Albert Kriemler lost his mother, Ute, last December. His show today, accompanied by a small orchestra playing her favorite composer, Bach, was a tribute to her, he explained backstage. Although it was almost all black, and inspired by her personal wardrobe of turtleneck gowns, blouse-and-pant combos, and clean tailoring, his new Akris collection wasn't necessarily somber.
Though in demeanor still mournful, Kriemler found interesting ways of letting in the light. Starting with the house's signature photoprints: This season, he used a dark photograph of a street, the streetlamps casting horizontal white lines across the planes of what he called his new three-piece suit—a double-face cocoon coat worn over a double-breasted jacket and a tunic dress. A nubby, three-dimensional St. Gallen embroidery added shimmer to a short cape and its matching pencil skirt, while a floor-grazing skirt in unlined lamb's fur had its own sheen. Other embellishments, including gridlike patterns of jet crystals and silk fringe, lit up his evening offerings. The fringe was contained by horizontal seams; Kriemler didn't seem quite up to the cheerfulness that loose fringe might've suggested.
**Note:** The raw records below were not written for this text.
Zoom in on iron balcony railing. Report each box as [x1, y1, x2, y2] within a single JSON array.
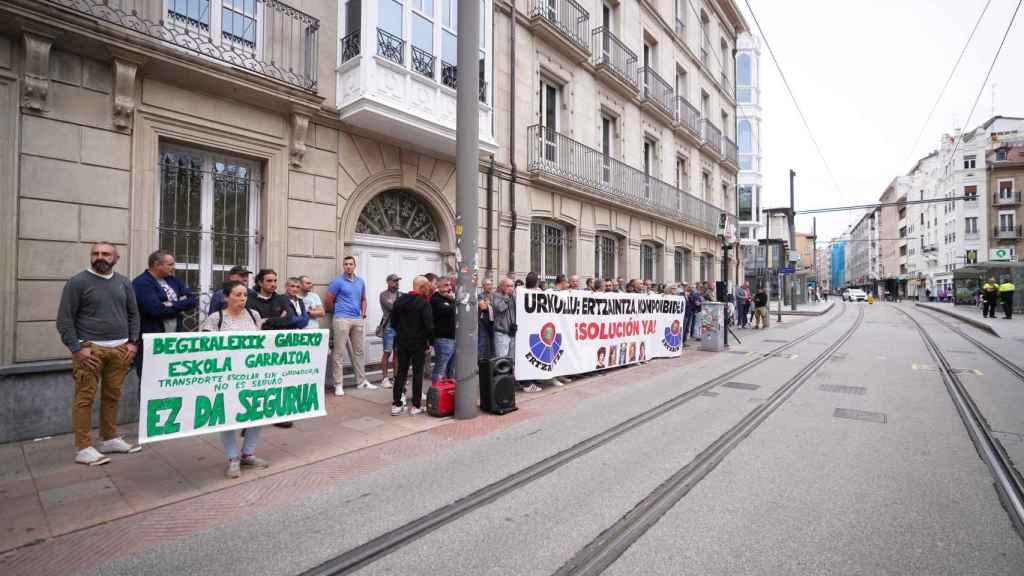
[[723, 135, 738, 165], [994, 225, 1023, 240], [411, 45, 435, 78], [531, 0, 590, 54], [377, 28, 404, 65], [438, 61, 488, 103], [592, 27, 639, 92], [675, 95, 701, 136], [993, 191, 1022, 206], [703, 120, 722, 153], [340, 29, 360, 64], [45, 0, 319, 90], [527, 125, 722, 234], [640, 67, 673, 118]]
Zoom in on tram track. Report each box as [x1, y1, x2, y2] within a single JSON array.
[[553, 304, 865, 576], [298, 302, 850, 576], [894, 305, 1024, 538]]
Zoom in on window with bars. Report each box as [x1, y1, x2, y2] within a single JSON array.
[[594, 234, 618, 280], [531, 222, 567, 280], [158, 145, 260, 328], [167, 0, 257, 51], [641, 242, 660, 282]]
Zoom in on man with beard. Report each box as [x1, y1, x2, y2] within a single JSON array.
[[57, 242, 142, 466]]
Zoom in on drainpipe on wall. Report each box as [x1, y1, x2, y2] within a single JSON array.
[[487, 156, 495, 274], [508, 4, 518, 276]]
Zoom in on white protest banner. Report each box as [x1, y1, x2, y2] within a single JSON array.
[[514, 290, 687, 380], [138, 329, 329, 444]]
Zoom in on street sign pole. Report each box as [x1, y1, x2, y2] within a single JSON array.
[[454, 0, 480, 420]]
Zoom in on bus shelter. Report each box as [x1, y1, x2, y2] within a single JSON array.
[[953, 263, 1023, 312]]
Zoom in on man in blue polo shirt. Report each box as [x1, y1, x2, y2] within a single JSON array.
[[325, 255, 377, 395]]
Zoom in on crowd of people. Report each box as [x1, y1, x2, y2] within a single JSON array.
[[57, 242, 778, 477]]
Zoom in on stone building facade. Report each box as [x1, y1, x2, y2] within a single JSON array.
[[987, 137, 1024, 262], [0, 0, 745, 441]]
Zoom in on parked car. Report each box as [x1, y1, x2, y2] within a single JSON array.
[[843, 289, 867, 302]]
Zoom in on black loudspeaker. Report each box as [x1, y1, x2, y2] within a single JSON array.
[[479, 357, 518, 415]]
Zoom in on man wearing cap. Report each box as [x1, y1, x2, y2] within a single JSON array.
[[209, 266, 256, 315], [377, 273, 402, 389]]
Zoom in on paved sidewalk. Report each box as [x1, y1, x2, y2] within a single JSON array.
[[917, 301, 1024, 339], [0, 315, 816, 575]]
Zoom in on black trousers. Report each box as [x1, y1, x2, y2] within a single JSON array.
[[1003, 293, 1014, 318], [394, 346, 426, 408], [983, 299, 998, 318]]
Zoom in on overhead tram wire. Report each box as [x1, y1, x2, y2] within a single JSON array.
[[795, 195, 974, 215], [902, 0, 992, 168], [742, 0, 844, 203], [948, 0, 1023, 162]]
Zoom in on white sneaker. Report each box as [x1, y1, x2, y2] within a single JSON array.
[[75, 446, 110, 466], [522, 384, 542, 393], [358, 380, 379, 390], [98, 437, 141, 454], [380, 377, 393, 389], [410, 406, 425, 416], [334, 385, 345, 396], [391, 404, 406, 416]]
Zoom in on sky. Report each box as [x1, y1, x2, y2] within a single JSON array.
[[738, 0, 1024, 243]]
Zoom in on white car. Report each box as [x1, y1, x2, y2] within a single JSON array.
[[843, 289, 867, 302]]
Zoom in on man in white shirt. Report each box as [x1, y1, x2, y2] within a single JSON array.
[[300, 275, 325, 330]]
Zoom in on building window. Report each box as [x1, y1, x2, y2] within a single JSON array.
[[641, 242, 660, 281], [998, 179, 1014, 200], [965, 217, 978, 234], [540, 79, 561, 162], [963, 154, 976, 169], [736, 52, 752, 103], [737, 118, 752, 169], [701, 171, 711, 202], [601, 114, 617, 183], [675, 0, 686, 34], [168, 0, 260, 50], [594, 234, 618, 279], [675, 155, 688, 191], [700, 253, 714, 282], [675, 68, 688, 99], [996, 149, 1007, 161], [964, 185, 977, 202], [999, 212, 1016, 231], [643, 137, 657, 199], [531, 221, 566, 280], [158, 144, 260, 326], [699, 10, 710, 67], [738, 185, 753, 221]]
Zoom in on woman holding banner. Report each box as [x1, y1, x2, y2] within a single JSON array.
[[200, 280, 270, 479]]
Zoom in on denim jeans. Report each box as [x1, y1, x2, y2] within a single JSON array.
[[432, 337, 456, 383], [221, 427, 261, 460]]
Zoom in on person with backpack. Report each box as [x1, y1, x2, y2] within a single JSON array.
[[201, 280, 268, 478]]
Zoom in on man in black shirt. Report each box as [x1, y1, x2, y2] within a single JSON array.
[[246, 269, 295, 330], [430, 276, 456, 384], [753, 287, 769, 329], [390, 276, 434, 416]]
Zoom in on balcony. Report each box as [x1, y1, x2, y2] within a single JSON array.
[[674, 96, 702, 142], [42, 0, 319, 90], [591, 27, 639, 97], [993, 191, 1022, 206], [528, 0, 591, 63], [639, 67, 674, 122], [702, 120, 722, 157], [337, 16, 496, 157], [994, 225, 1023, 240], [722, 135, 738, 169], [526, 125, 722, 235]]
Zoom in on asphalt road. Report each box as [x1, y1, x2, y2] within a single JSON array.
[[86, 303, 1024, 576]]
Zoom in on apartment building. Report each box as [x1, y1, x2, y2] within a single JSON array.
[[878, 178, 905, 297], [0, 0, 746, 440], [988, 136, 1024, 262], [736, 30, 763, 283], [846, 208, 880, 293]]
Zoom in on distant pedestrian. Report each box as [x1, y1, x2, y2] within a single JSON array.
[[431, 276, 457, 383], [754, 287, 769, 329], [683, 284, 703, 345], [390, 276, 434, 416], [999, 277, 1015, 319], [208, 265, 254, 314], [982, 277, 999, 318], [132, 250, 197, 374], [737, 282, 751, 328], [57, 242, 142, 466], [299, 275, 325, 329], [201, 280, 269, 478], [377, 274, 402, 389], [325, 256, 377, 395]]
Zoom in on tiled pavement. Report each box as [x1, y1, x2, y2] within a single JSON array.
[[0, 349, 736, 576]]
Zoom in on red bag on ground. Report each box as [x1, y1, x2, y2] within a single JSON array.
[[427, 378, 456, 417]]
And yet there were other intimations of a son and a company moving on. Kriemler had some brilliant sportswear on the runway today; his customer will love the look of an oversize herringbone sweater and snood worn with matching chevroned pants, or a pantsuit in a tonal plaid cut from cashmere, angora, and wool. In right about the middle of the show, he included a single white lamb's-fur coat. That bright moment served to underscore the poignancy of this season's story, and one couldn't help but be moved.